The moment was viewed by thousands, growing the legend of the lions from an Akron-centric tradition to a widespread phenomenon.
"It's a big deal, and when I say big deal, people follow it all over the country. This is no longer just an Akron thing, Hank said. "People from all over the country that grew up here are following Lion Watch, they really have ingrained it into their entire thought process about the fact that this is when spring is transitioning and we're getting ready for summer."
The weather has been fickle like Ohio weather usually is, but the peaks of sun and warm weather didn't trick Salaheddine or his lions.
"Anybody that's born and raised in Ohio knows Ohio weather and one day it could be 78 degrees and the next day literally it's snow on the ground with ice," Salaheddine said."Over the last 20 years I've been covering and uncovering them—I've never been wrong."
A week into May 2022 and the Miller Road lions are still wrapped in their protective gear, but people following Lion Watch are keeping their eye out on the statues waiting for their sign of spring. Salaheddine is embracing the love from the community and beyond and is even hosting a contest online where people can guess the date of the lions' unveiling with a prize of some very special Miller Road Lions treats made by the Mars & Benny Cookie Company in Fairlawn.

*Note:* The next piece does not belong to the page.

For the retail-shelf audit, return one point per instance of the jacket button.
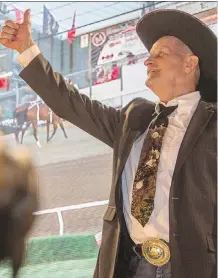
(175, 235)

Salaheddine said that while the lions are still wrapped, those watching for the season change shouldn't have to wait much longer.
"Coming soon. I can't tell you exactly when but it is very soon," Salaheddine said.
When the time does come, 330ToGO will live stream the unveiling and usher in the official start of spring in Akron.
"You can watch it as soon as soon as we're live, it's going to be happening—and we'll be bringing it to the nation," Hank said.